The trigger model is exactly what you would expect from the Lambda analogy: periodic scheduling (a cron expression), reactive triggering from infrastructure events (a new image tag, a failed deployment, a spike in error rate), or on-demand invocation from another agent. The provider handles the execution, the scaling, and the loop. You handle the MCP endpoints and the event wiring.
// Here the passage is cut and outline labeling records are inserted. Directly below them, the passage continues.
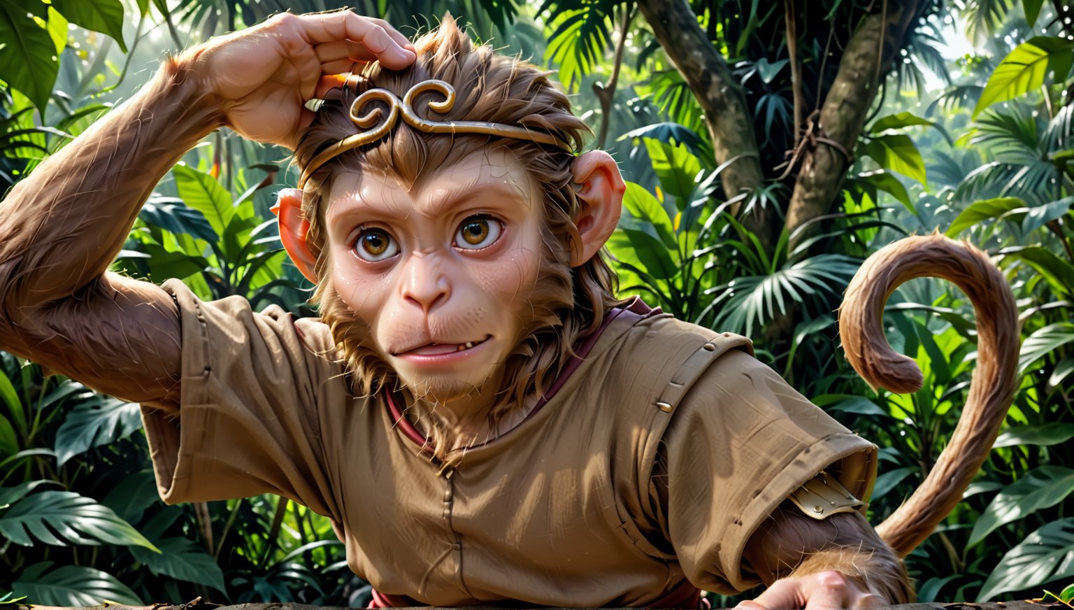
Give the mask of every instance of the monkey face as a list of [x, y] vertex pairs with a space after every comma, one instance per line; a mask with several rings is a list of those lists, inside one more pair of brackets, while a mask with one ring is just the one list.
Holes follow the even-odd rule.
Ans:
[[506, 148], [409, 188], [390, 175], [334, 178], [325, 246], [335, 290], [416, 395], [446, 403], [498, 384], [531, 316], [539, 198]]

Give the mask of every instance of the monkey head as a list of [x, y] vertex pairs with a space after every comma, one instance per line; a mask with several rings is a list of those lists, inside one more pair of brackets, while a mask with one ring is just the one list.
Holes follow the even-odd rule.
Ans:
[[[281, 239], [317, 284], [357, 392], [388, 386], [437, 404], [482, 396], [497, 418], [539, 396], [575, 339], [616, 303], [599, 250], [624, 186], [607, 154], [564, 150], [581, 148], [587, 128], [546, 72], [475, 46], [451, 19], [415, 47], [410, 68], [372, 63], [325, 96], [295, 150], [309, 170], [304, 187], [280, 193]], [[453, 104], [436, 91], [410, 104], [407, 92], [430, 79], [453, 87]], [[352, 110], [368, 91], [380, 97]], [[402, 111], [389, 107], [401, 99]], [[426, 133], [397, 121], [336, 152], [362, 130], [355, 124], [377, 130], [362, 120], [396, 112], [545, 135]]]

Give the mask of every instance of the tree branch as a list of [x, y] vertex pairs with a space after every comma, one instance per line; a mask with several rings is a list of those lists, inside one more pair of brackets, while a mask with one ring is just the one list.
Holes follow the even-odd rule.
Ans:
[[[705, 111], [716, 163], [738, 157], [720, 175], [724, 194], [730, 199], [760, 187], [765, 173], [745, 92], [701, 30], [694, 10], [686, 0], [639, 0], [638, 9]], [[743, 222], [763, 244], [770, 245], [774, 242], [771, 218], [771, 209], [755, 209]]]
[[[821, 108], [819, 135], [854, 150], [866, 116], [876, 98], [891, 57], [899, 48], [921, 0], [896, 3], [886, 11], [868, 15], [851, 37], [839, 63], [839, 72]], [[787, 231], [794, 233], [809, 219], [828, 214], [843, 186], [850, 160], [837, 146], [821, 140], [806, 150], [787, 208]], [[819, 223], [799, 231], [790, 250], [819, 230]]]

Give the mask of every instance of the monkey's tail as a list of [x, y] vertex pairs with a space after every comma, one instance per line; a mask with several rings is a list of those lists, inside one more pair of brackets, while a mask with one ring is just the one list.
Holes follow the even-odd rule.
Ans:
[[1014, 397], [1019, 324], [1014, 294], [1003, 274], [970, 244], [940, 234], [890, 244], [868, 260], [846, 289], [839, 334], [846, 359], [873, 388], [915, 392], [921, 372], [896, 353], [884, 337], [884, 304], [902, 282], [932, 276], [954, 282], [973, 303], [977, 320], [977, 365], [970, 397], [955, 433], [925, 482], [876, 527], [885, 542], [905, 556], [958, 504], [988, 456]]

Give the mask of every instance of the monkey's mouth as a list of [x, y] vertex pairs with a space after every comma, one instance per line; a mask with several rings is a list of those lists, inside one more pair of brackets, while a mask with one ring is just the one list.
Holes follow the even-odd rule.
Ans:
[[478, 339], [476, 342], [466, 342], [461, 344], [438, 344], [431, 343], [413, 349], [408, 349], [406, 351], [401, 351], [395, 353], [395, 355], [445, 355], [448, 353], [456, 353], [460, 351], [466, 351], [468, 349], [474, 349], [475, 347], [483, 344], [484, 342], [492, 338], [492, 335], [485, 335], [483, 339]]

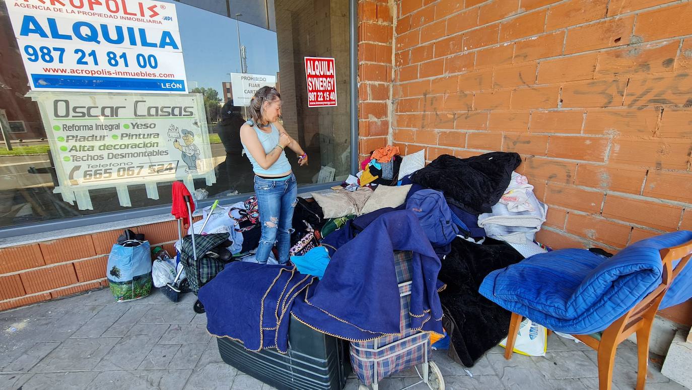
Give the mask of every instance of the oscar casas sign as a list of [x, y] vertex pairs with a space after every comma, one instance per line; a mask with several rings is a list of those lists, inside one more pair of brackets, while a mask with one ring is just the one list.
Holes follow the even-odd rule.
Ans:
[[336, 74], [334, 58], [305, 57], [307, 106], [336, 105]]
This is, in effect, an agent marketplace. Cloud providers already sell pre-integrated SaaS connectors and managed runbooks. Managed agents are the same idea, one abstraction higher — except the "function" being sold is not code but a reasoning loop with a curated tool set. Providers that own both the models and the agent catalogue have a compounding advantage: every new MCP server in the ecosystem makes their pre-built agents more useful, without any additional work on their part. Azure AI Foundry is already moving in this direction, offering over 1,400 pre-built connectors to enterprise systems — SAP, Salesforce, Dynamics 365 — alongside native MCP tool integration and event-driven triggers via Azure Logic Apps and Azure Functions. Amazon Bedrock AgentCore takes the same approach on the AWS side: pre-built agents and tools listed on AWS Marketplace, deployable against your own MCP endpoints. The AWS Agent Registry, launched in preview in April 2026, goes further — a cloud-agnostic catalogue that indexes agents, tools, and MCP servers from any provider, with governance metadata and real-time operational data (latency, uptime, usage). Anthropic joined in April 2026 with Claude Managed Agents — composable APIs for deploying cloud-hosted agents at scale. All three are early, concrete versions of exactly this model.

Conclusions

The tooling isn't complete yet. No portable agent spec exists, and no single MCP Gateway implementation covers every requirement. But the direction is set — ACP and A2A are converging, purpose-built MCP gateways are shipping, and the major providers are already running agentic loops at their end. The question is not whether this shift happens, but how fast, and whether your cluster is ready for it. The posture worth adopting now is to start thinking about the cluster as a capability provider rather than a compute host: the MCP tools you expose, the authentication boundary you enforce, and the policy you define at the gateway become the interface your agents depend on — regardless of where the reasoning loop runs.